Mouse Monoclonal Antibody Preparation

1. Basic Principle

Monoclonal antibodies are highly homogeneous antibodies produced from a single B cell clone that target only a specific epitope. Hybridoma antibody technology is based on cell fusion technology, which fuses sensitized B cells with the ability to secrete specific antibodies and myeloma cells with unlimited reproduction ability into B cell hybridoma.

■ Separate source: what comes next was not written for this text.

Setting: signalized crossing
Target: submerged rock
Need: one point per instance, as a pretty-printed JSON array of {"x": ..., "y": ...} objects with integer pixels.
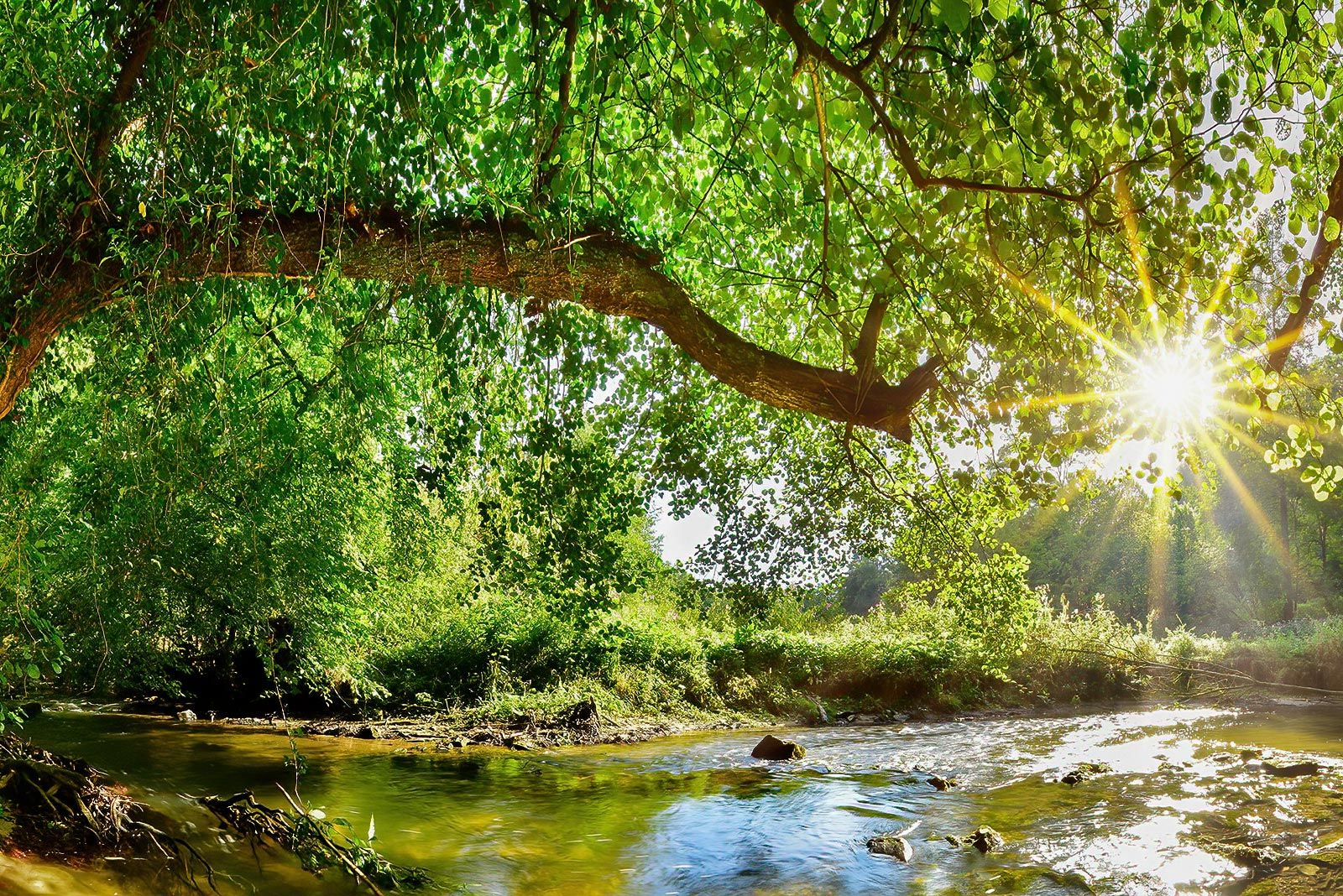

Mouse myeloma cells, which can be cultured and proliferated in vitro, were fused with pure mouse B cells immunized by antigen to form hybrid cell lines, which not only have the characteristics of infinite proliferation of tumor cells in vitro, but also have the characteristics of synthesis and secretion of specific antibodies by antibody-forming cells. The hybridoma can be cultured as a single cell to form a single cell line, that is, monoclone. Using the method of culture or intraperitoneal inoculation of mice, a large number of high-concentration, very uniform antibodies can be obtained, whose structure, amino acid sequence, specificity, etc., are consistent, and in the culture process, as long as there is no variation, the antibodies secreted at different times can maintain the same structure and function. This monoclonal antibody cannot be obtained by any other method.

2. Preparation Process

2.1 Immunity in Laboratory Animals

（1）First Emulsification: Take the antigen (each 150-200µg) and the same volume of the full adjuvant of the Frosted mixture, through the medical tee tube and syringe for repeated pushing emulsification, the general requirements to achieve the emulsion of the mixture drops to the surface of the water can maintain the drop shape, does not rapidly spread until.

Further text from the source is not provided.